You self-host it, you own the data, your visitors' browsing habits stay on your servers. GDPR compliance without the headache of cookie consent banners (in most configurations). GPL v3, used by over a million websites including government agencies and universities. It tracks page views, sessions, referrers, goals, e-commerce conversions, basically everything Google Analytics does. Self-hosting is free with no feature limits. Their cloud-hosted version starts at $23/mo for 50K hits. On-premise premium plugins (like A/B testing, funnels, custom reports) cost $229/year per plugin or $629/year for the bundle. The catch: Matomo's self-hosted interface feels dated compared to modern analytics tools like Plausible or PostHog. It's powerful but overwhelming: hundreds of reports, dense UI, lots of configuration. And the PHP/MySQL stack means you need traditional web hosting, not just a static server. For teams that just want pageviews and referrers, Plausible or Umami are simpler.
Jitsu is an open-source event collection and data pipeline tool. It captures events from your web and mobile apps and streams them directly to your data warehouse or analytics tools. Segment-style routing, warehouse-first design. MIT-licensed. Self-hosted via Docker. Simpler to operate than RudderStack for teams with fewer destination needs. The warehouse connector is the strong suit: Snowflake, BigQuery, ClickHouse, Redshift. SDK support covers JavaScript, Python, and mobile.
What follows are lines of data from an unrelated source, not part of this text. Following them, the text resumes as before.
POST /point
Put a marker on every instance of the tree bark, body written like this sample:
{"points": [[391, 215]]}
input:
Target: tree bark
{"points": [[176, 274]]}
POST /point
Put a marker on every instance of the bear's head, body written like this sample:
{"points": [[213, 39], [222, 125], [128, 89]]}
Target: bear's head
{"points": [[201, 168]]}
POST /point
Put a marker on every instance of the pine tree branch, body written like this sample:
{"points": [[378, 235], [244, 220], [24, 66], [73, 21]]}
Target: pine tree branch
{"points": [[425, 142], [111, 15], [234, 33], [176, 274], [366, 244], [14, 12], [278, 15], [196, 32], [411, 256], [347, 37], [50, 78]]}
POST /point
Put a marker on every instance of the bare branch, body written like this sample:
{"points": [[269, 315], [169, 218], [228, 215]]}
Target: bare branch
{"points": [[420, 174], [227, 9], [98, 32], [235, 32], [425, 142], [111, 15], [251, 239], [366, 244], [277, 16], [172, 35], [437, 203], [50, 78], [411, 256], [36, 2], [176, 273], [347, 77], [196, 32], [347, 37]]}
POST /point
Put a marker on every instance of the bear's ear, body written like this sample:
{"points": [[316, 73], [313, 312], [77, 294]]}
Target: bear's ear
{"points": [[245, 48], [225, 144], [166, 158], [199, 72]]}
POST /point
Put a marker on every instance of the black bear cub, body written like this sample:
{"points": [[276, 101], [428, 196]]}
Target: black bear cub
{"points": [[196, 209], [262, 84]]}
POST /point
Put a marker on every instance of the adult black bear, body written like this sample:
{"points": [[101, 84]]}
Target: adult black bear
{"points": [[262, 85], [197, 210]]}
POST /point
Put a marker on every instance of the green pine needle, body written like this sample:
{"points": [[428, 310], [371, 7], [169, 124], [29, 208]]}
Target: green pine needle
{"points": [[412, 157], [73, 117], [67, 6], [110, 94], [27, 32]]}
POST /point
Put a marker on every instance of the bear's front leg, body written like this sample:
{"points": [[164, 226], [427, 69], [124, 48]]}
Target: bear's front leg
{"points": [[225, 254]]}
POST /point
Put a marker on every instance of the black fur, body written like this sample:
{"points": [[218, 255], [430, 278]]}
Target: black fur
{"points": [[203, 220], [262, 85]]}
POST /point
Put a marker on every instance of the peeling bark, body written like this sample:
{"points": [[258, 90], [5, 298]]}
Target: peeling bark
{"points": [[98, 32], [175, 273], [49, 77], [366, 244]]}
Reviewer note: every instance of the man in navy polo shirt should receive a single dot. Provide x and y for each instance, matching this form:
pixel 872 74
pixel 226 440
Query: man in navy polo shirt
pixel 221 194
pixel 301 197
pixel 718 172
Teams that want to capture web events and land them cleanly in a warehouse without paying Segment's per-MTU pricing get immediate value here. Less useful if you need 200+ marketing-tool destinations. The catch: Jitsu is leaner than RudderStack or Segment, which means fewer pre-built connectors. If your use case is warehouse-only, that is fine. If you need Salesforce, HubSpot, or ad platform integrations, the connector library gets thin fast.
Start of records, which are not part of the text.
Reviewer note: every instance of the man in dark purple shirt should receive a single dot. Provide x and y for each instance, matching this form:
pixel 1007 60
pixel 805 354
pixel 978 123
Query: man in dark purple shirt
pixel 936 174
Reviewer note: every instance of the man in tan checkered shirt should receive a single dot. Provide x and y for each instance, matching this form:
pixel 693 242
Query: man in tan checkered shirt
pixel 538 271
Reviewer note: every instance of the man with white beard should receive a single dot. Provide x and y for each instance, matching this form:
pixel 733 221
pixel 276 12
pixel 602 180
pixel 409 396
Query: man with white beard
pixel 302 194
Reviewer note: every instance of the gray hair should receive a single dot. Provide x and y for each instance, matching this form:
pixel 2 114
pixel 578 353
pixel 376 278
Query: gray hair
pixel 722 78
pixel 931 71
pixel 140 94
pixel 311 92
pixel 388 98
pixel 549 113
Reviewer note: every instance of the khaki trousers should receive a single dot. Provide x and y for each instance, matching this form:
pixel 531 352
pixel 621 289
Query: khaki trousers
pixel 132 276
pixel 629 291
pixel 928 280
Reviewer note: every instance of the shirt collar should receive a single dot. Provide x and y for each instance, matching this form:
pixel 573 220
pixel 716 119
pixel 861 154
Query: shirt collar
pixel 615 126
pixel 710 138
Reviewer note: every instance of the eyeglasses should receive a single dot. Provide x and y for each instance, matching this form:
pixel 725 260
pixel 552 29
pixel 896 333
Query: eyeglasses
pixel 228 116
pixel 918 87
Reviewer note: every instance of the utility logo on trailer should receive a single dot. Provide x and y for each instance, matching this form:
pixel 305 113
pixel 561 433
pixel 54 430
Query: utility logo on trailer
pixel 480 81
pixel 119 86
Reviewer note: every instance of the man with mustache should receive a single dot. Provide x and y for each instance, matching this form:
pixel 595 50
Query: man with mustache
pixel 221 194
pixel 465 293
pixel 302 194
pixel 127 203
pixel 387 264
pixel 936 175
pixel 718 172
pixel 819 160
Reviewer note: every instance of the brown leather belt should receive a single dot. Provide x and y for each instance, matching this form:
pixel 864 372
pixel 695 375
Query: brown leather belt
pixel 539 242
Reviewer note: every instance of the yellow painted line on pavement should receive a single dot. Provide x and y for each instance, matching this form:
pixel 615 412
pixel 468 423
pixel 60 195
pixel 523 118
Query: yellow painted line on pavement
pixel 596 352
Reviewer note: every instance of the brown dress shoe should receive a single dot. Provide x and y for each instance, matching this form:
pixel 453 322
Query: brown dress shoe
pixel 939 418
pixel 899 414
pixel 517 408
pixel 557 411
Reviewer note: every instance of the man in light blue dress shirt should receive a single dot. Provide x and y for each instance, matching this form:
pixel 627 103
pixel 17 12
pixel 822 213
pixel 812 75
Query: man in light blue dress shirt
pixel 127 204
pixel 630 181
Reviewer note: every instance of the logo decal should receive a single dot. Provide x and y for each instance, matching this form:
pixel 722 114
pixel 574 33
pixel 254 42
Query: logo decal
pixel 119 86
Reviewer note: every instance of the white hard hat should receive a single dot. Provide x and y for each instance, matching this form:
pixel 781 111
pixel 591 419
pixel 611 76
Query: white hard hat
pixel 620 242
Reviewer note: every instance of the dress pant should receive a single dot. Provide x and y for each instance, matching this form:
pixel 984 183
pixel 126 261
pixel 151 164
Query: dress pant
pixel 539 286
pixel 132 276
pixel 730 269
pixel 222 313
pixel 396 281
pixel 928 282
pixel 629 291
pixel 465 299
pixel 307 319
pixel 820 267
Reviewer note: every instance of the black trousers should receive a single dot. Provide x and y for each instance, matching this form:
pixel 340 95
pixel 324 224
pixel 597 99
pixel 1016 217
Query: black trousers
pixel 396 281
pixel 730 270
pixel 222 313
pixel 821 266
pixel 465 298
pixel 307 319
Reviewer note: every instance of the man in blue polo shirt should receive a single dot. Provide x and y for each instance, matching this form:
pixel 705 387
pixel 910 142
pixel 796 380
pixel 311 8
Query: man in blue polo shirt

RudderStack is a Customer Data Platform that collects events from your web, mobile, and server sources and routes them to 200+ destinations: data warehouses, analytics tools, CRMs, and advertising platforms. The open-source alternative to Segment. Apache-licensed, free to self-host. Setup requires Docker Compose and a Postgres database. The data plane handles event ingestion at scale. You manage infrastructure; RudderStack handles routing logic. A control plane UI is available separately for destination configuration. Engineering teams that track user events and pipe them to Snowflake, BigQuery, or Amplitude without the Segment bill get a real cost save here. The routing logic is comparable to Segment. Self-hosted means you control data residency. The catch: the self-hosted control plane is less polished than the cloud version. Destination support can lag Segment. And high event volumes require serious infrastructure to match Segment's managed reliability.